ターミナル・ハンドリング・チャージ


ターミナル・ハンドリング・チャージ(THC)とは、輸出入コンテナが港のコンテナターミナルを通過する際に発生する、荷役や移動、一時保管などの作業費用に対して、船会社が荷主から徴収する料金のことです。

この料金は、本船とコンテナヤード(CY)間の積み下ろし荷役作業、ヤード内での移送、ゲートでの受け渡しなど、ターミナル内における物理的なコンテナ操作の実費をカバーするものです。以前は基本運賃に含まれていましたが、コスト構造の透明化を目的に別建てで請求されるようになりました。荷主にとっては費用内訳が明確になるメリットがある一方、世界的なインフレや人件費の変動がダイレクトに費用へ跳ね返るデメリットもあります。なお、税関手続き等の事務費用は「ドキュメンテーション・フィー」などとして別途請求されるため、THCはあくまで物理的な荷役に対する費用となります。

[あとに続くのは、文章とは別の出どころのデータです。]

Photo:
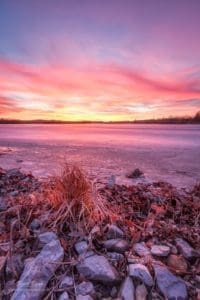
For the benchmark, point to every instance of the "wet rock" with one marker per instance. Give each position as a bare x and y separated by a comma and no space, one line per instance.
141,249
159,250
141,272
64,296
85,288
2,265
98,268
46,237
186,250
135,174
177,262
35,225
3,204
127,290
38,271
171,286
114,232
66,282
117,245
81,247
81,297
141,292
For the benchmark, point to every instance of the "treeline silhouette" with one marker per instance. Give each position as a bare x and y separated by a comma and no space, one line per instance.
169,120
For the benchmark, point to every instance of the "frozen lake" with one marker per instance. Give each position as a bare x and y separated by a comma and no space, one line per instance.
162,152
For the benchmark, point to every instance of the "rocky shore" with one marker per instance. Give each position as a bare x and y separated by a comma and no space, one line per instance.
145,244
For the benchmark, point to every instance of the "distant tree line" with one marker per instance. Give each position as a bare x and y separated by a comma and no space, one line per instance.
169,120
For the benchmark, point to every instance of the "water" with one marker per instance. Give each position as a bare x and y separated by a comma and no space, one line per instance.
163,152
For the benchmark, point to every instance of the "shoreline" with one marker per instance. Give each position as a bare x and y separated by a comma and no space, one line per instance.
150,229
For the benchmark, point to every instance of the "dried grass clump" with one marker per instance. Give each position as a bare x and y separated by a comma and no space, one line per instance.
74,199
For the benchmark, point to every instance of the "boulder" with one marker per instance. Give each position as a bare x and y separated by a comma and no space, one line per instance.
64,296
127,290
81,247
98,268
177,263
141,292
141,249
117,245
186,250
141,272
171,286
85,288
38,271
66,282
159,250
114,232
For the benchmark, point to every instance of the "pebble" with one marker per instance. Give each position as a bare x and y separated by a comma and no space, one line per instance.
98,268
159,250
171,286
141,272
117,245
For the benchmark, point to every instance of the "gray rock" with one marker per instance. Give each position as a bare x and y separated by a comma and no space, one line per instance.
127,290
85,288
38,271
35,225
3,204
46,237
141,249
141,272
98,268
141,292
81,247
81,297
159,250
186,250
114,232
117,245
64,296
66,282
171,286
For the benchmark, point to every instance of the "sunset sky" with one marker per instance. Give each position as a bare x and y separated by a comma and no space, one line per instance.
99,59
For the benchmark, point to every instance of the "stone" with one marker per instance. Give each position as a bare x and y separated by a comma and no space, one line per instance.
114,232
114,256
81,247
141,249
64,296
186,250
35,225
46,237
38,271
177,262
86,297
85,288
2,265
3,204
98,268
127,290
141,292
171,286
141,272
66,282
117,245
160,250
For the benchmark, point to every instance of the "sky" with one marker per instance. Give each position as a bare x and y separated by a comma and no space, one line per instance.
105,60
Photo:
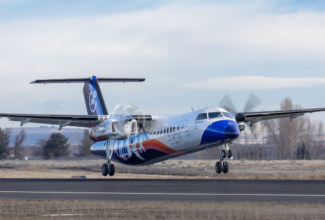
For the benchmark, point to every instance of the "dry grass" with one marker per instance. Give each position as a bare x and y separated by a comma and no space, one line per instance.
171,169
42,209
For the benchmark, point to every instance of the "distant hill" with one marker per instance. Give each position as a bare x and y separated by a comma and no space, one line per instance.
36,133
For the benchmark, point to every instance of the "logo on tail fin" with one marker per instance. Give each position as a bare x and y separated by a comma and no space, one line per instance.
92,101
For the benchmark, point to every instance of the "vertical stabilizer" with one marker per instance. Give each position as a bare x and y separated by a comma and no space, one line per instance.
94,100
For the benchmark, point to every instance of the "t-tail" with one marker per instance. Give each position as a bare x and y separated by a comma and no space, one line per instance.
94,100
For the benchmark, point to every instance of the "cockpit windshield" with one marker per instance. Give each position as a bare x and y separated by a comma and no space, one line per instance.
202,116
226,114
215,115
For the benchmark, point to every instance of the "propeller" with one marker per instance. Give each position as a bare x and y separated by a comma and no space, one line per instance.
252,102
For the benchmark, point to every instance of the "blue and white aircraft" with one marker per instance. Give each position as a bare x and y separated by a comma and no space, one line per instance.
146,139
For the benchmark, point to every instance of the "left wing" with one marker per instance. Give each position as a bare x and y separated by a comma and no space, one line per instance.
61,120
254,117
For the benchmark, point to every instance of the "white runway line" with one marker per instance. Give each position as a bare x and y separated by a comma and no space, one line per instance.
170,194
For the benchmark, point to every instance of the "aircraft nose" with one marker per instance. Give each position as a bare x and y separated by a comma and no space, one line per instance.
232,132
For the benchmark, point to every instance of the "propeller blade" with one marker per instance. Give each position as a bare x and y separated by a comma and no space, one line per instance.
252,102
226,103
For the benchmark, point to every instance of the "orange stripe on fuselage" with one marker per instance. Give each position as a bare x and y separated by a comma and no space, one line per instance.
157,145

港湾DXによる荷役クレーンの自動化や、脱炭素化に向けた「カーボンニュートラルポート(CNP)」の構築など、持続可能な港湾への巨額な投資が進んでいます。これらに伴うインフラ更新コストや人手不足に対応する労務費の上昇は、THCの算定に影響を与える要因となっています。物流の2024年問題に端を発するモーダルシフトで海上輸送の重要性が高まる中、港湾の安定稼働を維持するための原資として、THCの適正な管理と理解が不可欠です。